If you are looking to gain a better understanding of neurodegenerative disorders such as Alzheimer’s and Parkinson’s, it makes good sense to study protein-driven lipid transport in the body’s cells.
And that is exactly what Assistant Professor Joseph Lyons from the Department of Molecular Biology and Genetics at Aarhus University will be spending the next five years of his working life doing.
Joseph Lyons is one of the nine talented researchers who will become a Lundbeck Foundation Fellow in 2020, and the grant accompanying his appointment will enable him to establish his own research group at Aarhus University.
‘I will look at protein-driven lipid transport in relation to Alzheimer’s and Parkinson’s diseases,’ says Joseph Lyons.
There are some very complex transports of lipids that take place internally in all cells of the body across the cell membrane. This protein-driven transport is popularly known as the ‘lipid-flip-flop process’, as it is controlled by two groups of proteins – lipid flippases and floppases.

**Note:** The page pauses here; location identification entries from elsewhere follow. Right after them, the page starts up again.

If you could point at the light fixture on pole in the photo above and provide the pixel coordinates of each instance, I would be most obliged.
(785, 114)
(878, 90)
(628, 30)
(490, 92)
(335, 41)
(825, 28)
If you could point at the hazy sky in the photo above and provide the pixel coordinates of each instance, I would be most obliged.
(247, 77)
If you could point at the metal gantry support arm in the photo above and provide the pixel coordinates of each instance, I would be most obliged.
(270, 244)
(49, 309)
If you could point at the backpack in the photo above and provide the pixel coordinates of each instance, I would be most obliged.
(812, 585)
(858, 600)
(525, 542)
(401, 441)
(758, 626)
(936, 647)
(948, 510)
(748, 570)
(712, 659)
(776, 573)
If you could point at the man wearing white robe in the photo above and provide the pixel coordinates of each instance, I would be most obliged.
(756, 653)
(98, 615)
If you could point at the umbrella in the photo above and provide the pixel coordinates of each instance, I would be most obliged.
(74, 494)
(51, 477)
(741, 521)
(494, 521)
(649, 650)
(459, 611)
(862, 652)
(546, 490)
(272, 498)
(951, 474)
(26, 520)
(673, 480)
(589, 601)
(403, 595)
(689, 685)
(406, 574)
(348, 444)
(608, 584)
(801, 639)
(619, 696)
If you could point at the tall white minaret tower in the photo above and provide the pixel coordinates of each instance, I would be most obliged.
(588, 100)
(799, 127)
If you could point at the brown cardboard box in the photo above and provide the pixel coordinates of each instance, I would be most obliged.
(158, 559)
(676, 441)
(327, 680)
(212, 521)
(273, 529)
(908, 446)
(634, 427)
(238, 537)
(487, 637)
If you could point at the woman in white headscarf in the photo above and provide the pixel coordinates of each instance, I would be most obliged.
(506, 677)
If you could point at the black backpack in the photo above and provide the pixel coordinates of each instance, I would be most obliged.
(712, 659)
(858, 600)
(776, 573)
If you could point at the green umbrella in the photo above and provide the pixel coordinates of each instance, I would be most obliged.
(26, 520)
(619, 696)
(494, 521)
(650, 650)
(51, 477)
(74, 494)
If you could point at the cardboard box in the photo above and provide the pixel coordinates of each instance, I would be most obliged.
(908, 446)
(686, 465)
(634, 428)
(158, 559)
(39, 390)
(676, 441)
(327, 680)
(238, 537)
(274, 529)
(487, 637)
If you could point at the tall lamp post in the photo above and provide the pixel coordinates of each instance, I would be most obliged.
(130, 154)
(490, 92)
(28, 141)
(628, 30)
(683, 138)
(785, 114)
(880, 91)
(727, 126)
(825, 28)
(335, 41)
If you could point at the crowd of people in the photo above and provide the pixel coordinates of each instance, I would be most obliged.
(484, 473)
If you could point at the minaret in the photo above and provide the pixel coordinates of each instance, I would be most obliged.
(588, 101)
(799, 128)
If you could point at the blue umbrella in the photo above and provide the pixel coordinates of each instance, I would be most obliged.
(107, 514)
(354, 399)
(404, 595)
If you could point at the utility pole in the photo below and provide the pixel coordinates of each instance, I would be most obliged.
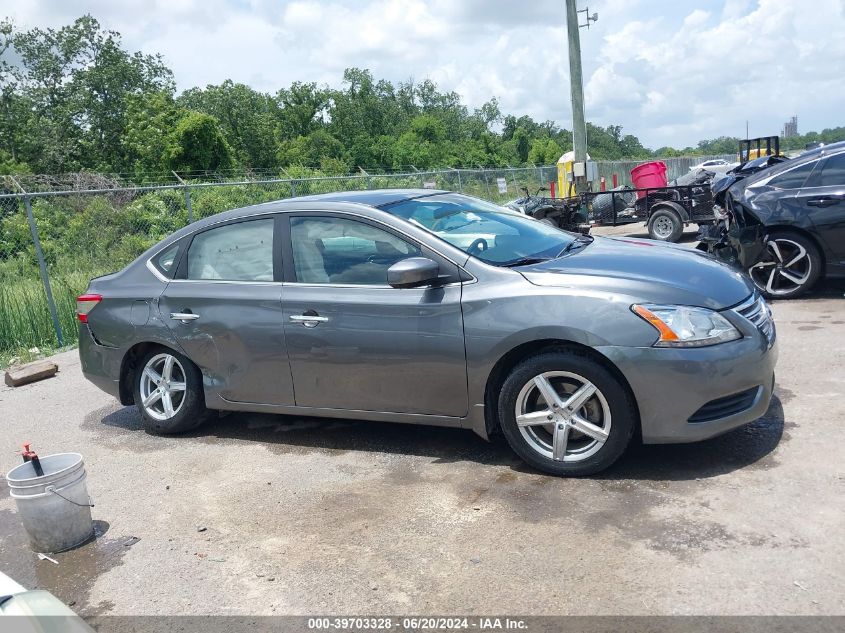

Joseph Lyons explains that by regulating the composition of lipids in the cells, for example, the process is also involved in a variety of basic biological processes in humans and other mammals; for instance, signalling systems that control blood coagulation and processes in relation to the cell’s life cycle.
In addition, dysfunction of these two protein groups in different ways, which we do not yet understand in detail, also plays a role in various diseases in humans, including neurodegenerative disorders and cancer.
Joseph Lyons has been studying the ‘flip-flop process’ for a number of years – since 2013, at Aarhus University under Professor Poul Nissen of DANDRITE (The Danish Research Institute of Translational Neuroscience). And in the summer of 2019, in collaboration with colleagues from Aarhus University and from German and French universities, Joseph Lyons was able to show the first ever 3D images of flippases. These results were published in a scientific article in Nature.
Flippases and other proteins are too small for traditional photographs to be taken of them. However, using cryo-electron microscopy – a technique where the proteins are examined at temperatures as low as -170oC – a 3D model can be created of both flippases and floppases. And now you can begin to understand how they work – and how dysfunction in the ‘flip-flop process’ can take place in different disease states.
‘The very first cryo-electron microscopy studies that we’ll be carrying out in my group will be about gaining more knowledge about how flippases and floppases are regulated down to the atomic level,’ says Joseph Lyons. The next phase of the project involves experiments at the cellular level. Here Joseph and his colleagues will study the transport of lipids in genetically engineered cells – both in healthy and in dysfunctional cells.
Joseph Lyons says that, in the longer term, knowledge from these studies should make it possible to investigate a hypothesis that links to Alzheimer’s and Parkinson’s diseases: ‘In particular, that dysfunction in the ‘flip-flop process’ may be involved in the accumulation of misfolded proteins – plaques – characteristic of these two neurodegenerative disorders.’